Crowley dissimule au mieux sa fébrilité, conscient que son cœur bat bien trop vite. Il ne veut pas discerner l'inquiétude dans les yeux de son ami, raison pour laquelle il cherche à le détourner de toutes ces informations qui pèsent sur son esprit. Il coupe court à la conversation en reprenant leurs déambulations dans les multiples galeries du Louvre, profitant de ce silence qui s'installe entre eux, parfois entrecoupé par des remarques d'Aziraphale sur une œuvre en particulier. Le démon fait fi des regards curieux posés sur leur drôle de duo, sur ses lunettes de soleil ou sa démarche nonchalante. Les humains ne sont pas aussi idiots qu'ils en ont l'air, ils comprennent qu'un détail cloche, que les deux compères ne sont pas exactement comme eux, sans connaître le fin mot de l'histoire.

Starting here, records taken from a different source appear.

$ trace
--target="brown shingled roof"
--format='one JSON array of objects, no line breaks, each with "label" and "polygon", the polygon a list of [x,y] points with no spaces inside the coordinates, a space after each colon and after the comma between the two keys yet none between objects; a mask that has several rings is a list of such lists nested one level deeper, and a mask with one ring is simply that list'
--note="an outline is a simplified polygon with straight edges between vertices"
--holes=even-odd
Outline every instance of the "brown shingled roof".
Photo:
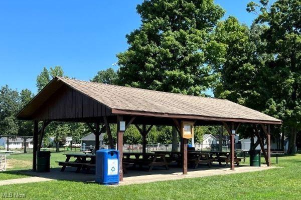
[{"label": "brown shingled roof", "polygon": [[281,124],[278,119],[228,100],[56,78],[111,108],[112,113],[180,114]]}]

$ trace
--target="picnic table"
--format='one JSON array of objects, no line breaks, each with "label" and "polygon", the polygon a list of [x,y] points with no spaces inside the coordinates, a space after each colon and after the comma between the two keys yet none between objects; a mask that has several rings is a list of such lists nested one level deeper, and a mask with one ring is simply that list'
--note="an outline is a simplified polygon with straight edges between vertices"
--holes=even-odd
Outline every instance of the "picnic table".
[{"label": "picnic table", "polygon": [[[164,154],[168,156],[166,160],[170,164],[173,162],[177,162],[178,166],[182,164],[182,152],[168,152],[168,151],[153,151],[155,154]],[[188,162],[194,165],[194,168],[197,168],[199,164],[208,164],[208,167],[211,167],[211,164],[213,162],[209,158],[209,154],[207,152],[201,152],[199,151],[188,151]]]},{"label": "picnic table", "polygon": [[167,170],[169,169],[164,154],[123,152],[123,154],[125,162],[133,163],[134,166],[138,164],[140,168],[146,165],[148,166],[149,172],[152,171],[154,166],[164,166]]},{"label": "picnic table", "polygon": [[87,153],[92,154],[92,151],[91,151],[91,150],[81,150],[80,152],[85,153],[85,154],[87,154]]},{"label": "picnic table", "polygon": [[[231,162],[231,152],[228,152],[208,151],[203,152],[209,154],[209,158],[214,161],[218,162],[219,165],[222,165],[222,162],[225,162],[225,168],[228,166],[228,164]],[[215,157],[213,155],[215,155]],[[241,158],[237,158],[237,152],[234,152],[234,162],[238,166],[239,166],[239,162],[241,162]]]},{"label": "picnic table", "polygon": [[194,168],[197,168],[199,164],[205,164],[211,167],[213,160],[209,158],[209,154],[207,152],[188,152],[188,162],[194,165]]},{"label": "picnic table", "polygon": [[[77,168],[76,172],[80,172],[81,169],[88,172],[91,168],[95,168],[95,154],[65,154],[66,158],[65,162],[58,161],[59,166],[62,166],[61,172],[64,172],[66,166]],[[71,158],[75,158],[75,160],[70,161]],[[87,160],[87,158],[90,158]]]}]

Par un curieux hasard, les deux amis reviennent à leur point de départ – mais Crowley suppose que c'est sans doute un petit tour de la part de l'ange afin de lui rappeler qu'ils ont une œuvre qui leur est dédiée dans le musée. Sa mauvaise humeur vis-à-vis de la sculpture d'Éros et Psyché n'a pas disparu, il darde toujours sur elle un regard courroucé qui vaut mille mots. Si Aziraphale n'était pas à côté de lui, et si son ami ne comptait pas autant pour lui, il s'arrangerait pour modifier l'apparence des protagonistes ou pour faire subir au travail de Canova des outrages qui obligeraient les conservateurs à ranger la sculpture dans les archives. Il prend toutefois son mal en patience, ses pensées tournant à vive allure dans son esprit. Il se reproche de faire d'une simple œuvre une montagne alors qu'il a nettement une urgence plus importante à régler.

Sans crier gare, le paysage autour de lui se modifie. Une douce clarté l'embaume encore lorsqu'il cligne des paupières, lui indiquant que l'ange a usé de son pouvoir pour les transporter ailleurs. Ce n'est en rien discret comme moyen de voyager mais, cependant, Crowley ne peut retenir un sourire en songeant à tous ces visiteurs qui ont dû les voir disparaître soudainement. Il constate qu'Aziraphale et lui sont de retour chez eux – enfin, à Londres, dans la librairie que son ami tient religieusement jour après jour – et il en profite pour retirer ses lunettes de soleil, exposant ses yeux de serpent. Il n'a pas toujours été fier de son regard aux pupilles verticales et infernales mais après ce qu'ils ont vécu, après des siècles à se côtoyer encore et encore en connaissant chacun la véritable nature de l'autre, il estime qu'il est ridicule pour lui de continuer à se cacher derrière des verres teintés lorsqu'il est en compagnie de l'ange.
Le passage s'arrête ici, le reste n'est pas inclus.